O volume projetado representa crescimento de 1,8% em relação ao ciclo anterior, equivalente a um acréscimo de 6,4 milhões de toneladas. De acordo com a Conab, o resultado é impulsionado pela ampliação da área cultivada, estimada em 83,5 milhões de hectares, e pelas condições climáticas favoráveis observadas ao longo da temporada.
A produtividade média nacional está estimada em 4.295 quilos por hectare.
Entre as culturas, a soja aparece como principal destaque. A produção prevista é de 180,3 milhões de toneladas, aumento de 8,8 milhões de toneladas na comparação com a safra passada. O resultado é atribuído ao crescimento da área plantada e ao desempenho das lavouras durante o ciclo produtivo.
No milho, a expectativa é de uma produção total de 140,5 milhões de toneladas, considerando as três safras. A primeira safra deve alcançar 29,3 milhões de toneladas, representando crescimento de 17,7% em relação ao ciclo anterior. Já a segunda safra tem previsão de 107,9 milhões de toneladas, enquanto a terceira deve somar 3,3 milhões de toneladas.
A produção de algodão, por outro lado, apresenta perspectiva de retração. A estimativa é de cerca de 4 milhões de toneladas de pluma, volume 2,5% inferior ao registrado na safra anterior, reflexo da redução da área cultivada.
O sorgo deve registrar um dos maiores avanços percentuais da temporada. A previsão é de 7,62 milhões de toneladas, crescimento de 24,9% em comparação ao ciclo anterior.

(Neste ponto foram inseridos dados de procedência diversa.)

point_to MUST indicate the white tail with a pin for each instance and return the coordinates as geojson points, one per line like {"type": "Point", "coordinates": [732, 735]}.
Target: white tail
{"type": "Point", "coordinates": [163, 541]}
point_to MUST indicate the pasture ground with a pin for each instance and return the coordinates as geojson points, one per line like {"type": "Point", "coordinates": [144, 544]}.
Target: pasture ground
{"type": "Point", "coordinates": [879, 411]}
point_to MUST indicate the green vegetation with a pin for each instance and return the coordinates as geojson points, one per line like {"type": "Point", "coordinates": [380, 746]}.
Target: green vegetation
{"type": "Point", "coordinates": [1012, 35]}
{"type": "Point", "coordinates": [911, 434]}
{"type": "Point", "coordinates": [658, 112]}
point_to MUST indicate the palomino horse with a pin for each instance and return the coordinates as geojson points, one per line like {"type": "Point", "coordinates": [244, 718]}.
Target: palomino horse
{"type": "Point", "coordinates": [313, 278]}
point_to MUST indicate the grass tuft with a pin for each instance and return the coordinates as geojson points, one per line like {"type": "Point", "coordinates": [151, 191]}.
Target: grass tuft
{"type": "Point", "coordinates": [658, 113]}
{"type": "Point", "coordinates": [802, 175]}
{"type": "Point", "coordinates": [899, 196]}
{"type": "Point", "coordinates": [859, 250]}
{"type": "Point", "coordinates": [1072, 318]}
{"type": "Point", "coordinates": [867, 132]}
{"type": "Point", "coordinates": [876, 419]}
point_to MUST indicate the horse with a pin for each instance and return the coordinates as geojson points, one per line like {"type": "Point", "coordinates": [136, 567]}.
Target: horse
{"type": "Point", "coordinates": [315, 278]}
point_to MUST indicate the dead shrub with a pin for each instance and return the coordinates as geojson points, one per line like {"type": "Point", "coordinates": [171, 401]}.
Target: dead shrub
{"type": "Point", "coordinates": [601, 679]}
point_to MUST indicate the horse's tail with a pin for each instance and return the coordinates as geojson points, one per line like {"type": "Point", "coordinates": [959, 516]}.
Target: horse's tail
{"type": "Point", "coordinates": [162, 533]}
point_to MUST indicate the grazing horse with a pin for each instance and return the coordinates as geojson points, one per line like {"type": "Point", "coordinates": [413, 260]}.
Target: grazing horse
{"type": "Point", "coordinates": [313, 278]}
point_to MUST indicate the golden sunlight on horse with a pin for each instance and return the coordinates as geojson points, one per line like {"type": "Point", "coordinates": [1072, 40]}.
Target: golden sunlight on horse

Entre os alimentos voltados ao consumo interno, o arroz tem produção estimada em 11,1 milhões de toneladas, redução de 13,2% em relação à safra passada. Segundo a Conab, a queda está relacionada à diminuição da área plantada. Já o feijão deve encerrar o ciclo com 3 milhões de toneladas, volume 0,5% inferior ao da temporada anterior.
Apesar das reduções, a companhia afirma que o abastecimento do mercado interno segue garantido.
Para o trigo, a expectativa também é de recuo na produção. A projeção indica uma colheita de aproximadamente 6,3 milhões de toneladas, influenciada pela menor área destinada ao cultivo do cereal. Atualmente, pouco mais de 45% da área prevista para a cultura já foi semeada.